At dawn, I’d left Susan’s house reluctantly and gone home to shower and change. If her parents hadn’t been due back from the beach, I’d have fabricated an illness and skipped school. My mother didn’t mention the apartment on the ride to town. I hoped it was just a passing fancy. My mother had talked before about moving out of my grandparents’ house, but it never amounted to anything.
I missed my turn on Jones Street and had to weave my way through the traffic on Edenton to get to New Bern Avenue, past the state capital, to drop my mother off at the back door of Olivia Raney. Some afternoons, I went straight downtown after school and waited for my mother to get off work, feeding the birds or just wandering around. Today, I had other plans. I was going to skip softball practice, go home, and finish all of my homework for the entire week. My mother had agreed to take the bus home.

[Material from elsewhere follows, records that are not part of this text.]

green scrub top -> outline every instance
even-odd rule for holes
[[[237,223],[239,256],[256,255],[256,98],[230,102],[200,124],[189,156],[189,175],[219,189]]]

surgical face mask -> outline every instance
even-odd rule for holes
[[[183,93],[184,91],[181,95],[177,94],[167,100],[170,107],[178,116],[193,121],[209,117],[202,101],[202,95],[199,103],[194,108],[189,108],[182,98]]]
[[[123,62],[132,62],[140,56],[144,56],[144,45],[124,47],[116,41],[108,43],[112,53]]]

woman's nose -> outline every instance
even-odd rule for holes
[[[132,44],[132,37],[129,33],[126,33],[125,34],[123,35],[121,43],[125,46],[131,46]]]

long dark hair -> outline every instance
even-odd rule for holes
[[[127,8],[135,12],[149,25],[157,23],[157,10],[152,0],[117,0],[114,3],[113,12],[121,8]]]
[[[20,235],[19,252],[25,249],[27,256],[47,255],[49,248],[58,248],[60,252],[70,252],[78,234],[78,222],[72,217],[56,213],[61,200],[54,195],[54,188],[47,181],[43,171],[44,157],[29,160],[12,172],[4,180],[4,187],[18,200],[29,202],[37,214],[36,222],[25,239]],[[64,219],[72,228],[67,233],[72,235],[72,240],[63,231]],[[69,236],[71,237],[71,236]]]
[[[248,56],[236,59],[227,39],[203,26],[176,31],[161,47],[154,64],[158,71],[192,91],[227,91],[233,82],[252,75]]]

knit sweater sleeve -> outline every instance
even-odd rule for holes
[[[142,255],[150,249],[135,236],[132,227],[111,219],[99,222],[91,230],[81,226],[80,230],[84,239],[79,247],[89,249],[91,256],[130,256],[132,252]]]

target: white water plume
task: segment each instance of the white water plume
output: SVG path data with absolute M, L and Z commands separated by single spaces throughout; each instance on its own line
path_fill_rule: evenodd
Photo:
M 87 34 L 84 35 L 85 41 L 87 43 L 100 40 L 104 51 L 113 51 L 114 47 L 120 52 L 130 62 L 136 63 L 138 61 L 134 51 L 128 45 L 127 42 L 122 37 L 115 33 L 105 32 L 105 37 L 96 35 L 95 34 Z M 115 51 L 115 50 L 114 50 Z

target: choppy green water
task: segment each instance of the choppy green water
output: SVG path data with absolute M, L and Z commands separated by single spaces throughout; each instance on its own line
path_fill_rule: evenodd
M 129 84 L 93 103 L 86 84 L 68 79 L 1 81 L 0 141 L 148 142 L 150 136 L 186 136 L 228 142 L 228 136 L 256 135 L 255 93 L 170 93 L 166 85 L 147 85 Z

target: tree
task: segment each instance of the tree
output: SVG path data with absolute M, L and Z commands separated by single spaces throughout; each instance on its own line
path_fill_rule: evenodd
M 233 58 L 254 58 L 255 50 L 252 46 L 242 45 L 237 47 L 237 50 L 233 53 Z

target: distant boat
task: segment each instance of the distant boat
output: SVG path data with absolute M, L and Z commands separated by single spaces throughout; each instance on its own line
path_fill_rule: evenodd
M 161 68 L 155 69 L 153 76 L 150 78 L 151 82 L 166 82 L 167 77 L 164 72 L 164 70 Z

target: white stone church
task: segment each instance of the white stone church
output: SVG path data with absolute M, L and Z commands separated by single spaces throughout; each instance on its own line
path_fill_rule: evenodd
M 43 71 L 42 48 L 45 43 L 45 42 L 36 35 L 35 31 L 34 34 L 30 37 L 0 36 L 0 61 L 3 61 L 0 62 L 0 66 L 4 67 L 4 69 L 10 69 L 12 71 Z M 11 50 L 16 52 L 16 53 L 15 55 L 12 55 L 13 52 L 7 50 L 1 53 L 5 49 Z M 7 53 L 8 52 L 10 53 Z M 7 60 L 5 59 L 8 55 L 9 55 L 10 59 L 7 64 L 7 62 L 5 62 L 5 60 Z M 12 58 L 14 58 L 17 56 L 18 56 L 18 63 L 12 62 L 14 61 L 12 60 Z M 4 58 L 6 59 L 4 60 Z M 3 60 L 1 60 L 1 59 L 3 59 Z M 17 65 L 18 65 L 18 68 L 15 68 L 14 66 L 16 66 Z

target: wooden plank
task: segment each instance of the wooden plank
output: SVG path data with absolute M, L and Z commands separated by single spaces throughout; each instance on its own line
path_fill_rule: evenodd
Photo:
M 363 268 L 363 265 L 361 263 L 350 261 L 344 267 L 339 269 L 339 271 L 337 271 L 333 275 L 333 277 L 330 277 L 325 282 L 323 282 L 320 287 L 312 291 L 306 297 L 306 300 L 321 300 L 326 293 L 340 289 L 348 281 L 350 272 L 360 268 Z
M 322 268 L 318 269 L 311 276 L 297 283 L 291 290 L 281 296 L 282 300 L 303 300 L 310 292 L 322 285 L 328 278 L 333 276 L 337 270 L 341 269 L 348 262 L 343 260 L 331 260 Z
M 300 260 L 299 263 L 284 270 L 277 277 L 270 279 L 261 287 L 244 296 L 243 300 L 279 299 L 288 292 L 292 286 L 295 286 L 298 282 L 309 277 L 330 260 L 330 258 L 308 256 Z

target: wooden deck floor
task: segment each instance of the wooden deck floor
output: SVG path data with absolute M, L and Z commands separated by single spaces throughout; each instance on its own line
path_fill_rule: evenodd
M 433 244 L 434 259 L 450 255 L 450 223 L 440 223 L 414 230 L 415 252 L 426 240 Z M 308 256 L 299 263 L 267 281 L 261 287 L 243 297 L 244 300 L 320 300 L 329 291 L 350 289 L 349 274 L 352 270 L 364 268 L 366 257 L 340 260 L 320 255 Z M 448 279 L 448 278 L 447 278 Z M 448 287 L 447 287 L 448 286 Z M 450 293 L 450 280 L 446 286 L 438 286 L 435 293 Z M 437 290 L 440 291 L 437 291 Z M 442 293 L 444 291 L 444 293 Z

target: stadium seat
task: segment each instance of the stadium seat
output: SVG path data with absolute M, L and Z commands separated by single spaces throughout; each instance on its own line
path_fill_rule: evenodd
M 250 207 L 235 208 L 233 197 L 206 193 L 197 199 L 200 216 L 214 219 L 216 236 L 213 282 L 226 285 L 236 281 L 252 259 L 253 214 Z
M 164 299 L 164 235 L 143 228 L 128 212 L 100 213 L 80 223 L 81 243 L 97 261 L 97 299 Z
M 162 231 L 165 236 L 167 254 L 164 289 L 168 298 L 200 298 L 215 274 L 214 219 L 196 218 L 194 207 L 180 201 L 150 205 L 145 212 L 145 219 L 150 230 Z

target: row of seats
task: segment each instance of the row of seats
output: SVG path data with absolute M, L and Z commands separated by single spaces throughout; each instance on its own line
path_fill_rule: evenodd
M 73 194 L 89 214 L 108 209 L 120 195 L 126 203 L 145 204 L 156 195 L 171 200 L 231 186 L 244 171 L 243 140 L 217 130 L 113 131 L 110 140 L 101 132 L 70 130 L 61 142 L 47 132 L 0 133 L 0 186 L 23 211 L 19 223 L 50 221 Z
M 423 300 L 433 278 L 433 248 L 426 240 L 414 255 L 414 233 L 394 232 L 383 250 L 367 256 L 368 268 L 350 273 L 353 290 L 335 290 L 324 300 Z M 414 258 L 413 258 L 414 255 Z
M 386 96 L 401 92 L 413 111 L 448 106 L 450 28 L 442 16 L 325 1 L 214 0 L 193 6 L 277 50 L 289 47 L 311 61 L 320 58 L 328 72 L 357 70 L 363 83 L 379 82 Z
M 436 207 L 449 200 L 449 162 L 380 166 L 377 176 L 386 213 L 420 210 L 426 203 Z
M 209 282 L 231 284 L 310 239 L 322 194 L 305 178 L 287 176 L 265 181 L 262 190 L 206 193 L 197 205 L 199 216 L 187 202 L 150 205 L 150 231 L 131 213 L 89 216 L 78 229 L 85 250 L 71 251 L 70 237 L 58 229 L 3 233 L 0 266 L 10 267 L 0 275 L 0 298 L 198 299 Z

I could have taken New Bern Avenue all the way to school, but I turned left on North Bloodworth, and then right on Oakwood. I liked to drive backstreets whenever I could, taking the true Raleigh resident’s pride in knowing at least five different ways to get anywhere. I especially liked the Oakwood Avenue route to school, which took me past the Oakwood Cemetery and St. Augustine’s College. The proximity of a Confederate graveyard to an excellent black college seemed to sum up what people called the New South. The old white bones buried beneath those enormous leaning monuments couldn’t have imagined a world in which black people were allowed to read, much less get college degrees. I wondered if their spirits were restless and thwarted, or if death really did lead to enlightenment.
I drove past the front gates of St. Augustine’s, turned right onto a small, crowded street, and stopped at a shabby duplex with white paint flecking off its clapboard siding. I parked in front of number twenty-two and waited. I made this stop five days a week and knew better than to blow the horn. The curtains twitched in the front window and a minute later Abby came tripping down the front walk in a starched white blouse and a pair of dark blue jeans with crisp creases ironed down the front of the legs.
Unlike me, Abby never looked like a bum. She always looked like she’d just stepped out of an advertisement for laundry detergent. My shirts were perpetual magnets for pizza sauce; Abby wore white with impunity. It suited her, a dramatic contrast to her warm brown skin. She was extraordinarily pretty. Her hair was combed into a perfect black cap, and she wore some hair care product that smelled like coconuts. I loved that smell. I found myself leaning toward her sometimes, sniffing. Abby thought that was funny. She said my hair smelled like grapefruit.
“You’re early,” she said, slinging an enormous backpack into the front seat and climbing in beside it. “Edna’s having a fit. She wants to know why I’m in such a hurry, am I meeting some boy?”